Imagine we have an object called a Foo, and a Foo can have a parent Foo and many children Foo. So you can see a need for a data structure that can allow you to find all the children and their children for a given Foo. But we need to find the Foo that needs the most help, so you can imagine a data structure that can keep all the Foos sorted so you can always find the one that needs the most help. But what if after we help a Foo, we need to find all the children of Foo and see if they need help as well?

Let’s say we create both the data models. We create a network of references for the parent/child relationship (a Foo has a reference to his parent and an array list of references to his children). And let’s use a Priority Queue for the amount of help a Foo requires. IIn this case, we are using the optimal data structure for both cases. To find the children of a Foo is a constant O(c) time. To find the best value is also constant time O(c) (look up the JAVA docs if you wish). So this MUST be a O(c) algorithm, yes? But look more closely…

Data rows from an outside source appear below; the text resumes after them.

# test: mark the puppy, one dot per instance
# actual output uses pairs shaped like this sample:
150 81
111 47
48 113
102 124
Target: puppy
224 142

Find Foo that needs most help

Help Foo

Find Foo’s children

Help Foo’s children

But this isn’t the whole story…

Find Foo that needs most help (along the prioityqueue, constant O(c) time)

Help Foo (simple arithmetic, constant O(c) time)

Find the Foo in the parent/child relationship structure (linear O(n) time)

Find the children of Foo (constant time O(c))

Help Foo’s children

Whoops. See how the linear O(n) sneaks in? If we have to help Foos a number of times directly related to the number of Foos (i.e. the number of helps roughly equals number of Foos), it get worse…

Continue to help Foos the number of Foos (linear O(n))

Find Foo that needs most help (along the prioityqueue, constant O(c) time)

Help Foo (simple arithmetic, constant O(c) time)

Find the Foo in the parent/child relationship structure (linear O(n) time)

Find the children of Foo (constant time O(c))

Help Foo’s children

See the quadradic O(nc) ? The two linear O(n), one inside the other? We're back to 36,000,000,000,000 to help all the Foos.

How do you fix it?

Notice the cost comes in when switching the dimension from the amount of help required to the parent/child relationship! It’s this switch that forces us into the quadradic O(nc). THIS IS WHAT YOU WANT TO LOOK FOR IN YOUR DESIGNS.

Imagine if you did not have to switch data structures when you switch dimensions. Imagine if you had a Foo Node, and Foo Node could be a member of the parent/child reference map as well as the value sort? But how? What JAVA Collection supports these two dimensions?

The answer is NONE. All the JAVA Collections support a single dimension.

So do we give up? No. What you need to do is build your own data structure with elements of BOTH the parent/child reference map as well as the value sort. What if a Foo Node contains the parent reference, array list of child references, as well as the references required to support a Red Black (google binary tree algorithms) tree, and with the Red Black tree, you sort by the amount of help needed? This turns our algorithm into…

Continue to help Foos the number of Foos (linear O(n))

Find Foo that needs most help (Foo Node in the Red Black Tree, constant O(c) time)

Help Foo (simple arithmetic, constant O(c) time)

Find the Foo in the parent/child relationship structure (you have Foo Node – you already have it. Constant O(c) time)

Find the children of Foo (constant time O(c))

Help Foo’s children

Boom! The inner O(n) goes away. O(nc) becomes O(n). A run time of 48 hours becomes four hours. You become a rock star. 😊

Summary

If I define an engine as (task generate, read, process, write) and you notice a very long process step, run PSR Logger or code profile. If you don’t see calls to functions you shouldn’t be calling (database queries in process step for example), you need to do Big O. With Big O you are looking for Loops. Loops can be hidden in the data structure you choose. Look to make sure you are using the correct data structure. Look for cases in which you are trying to use a data structure along two different dimensions. The cost of this mistake can be as much as an order of magnitude (10x run time) or worse!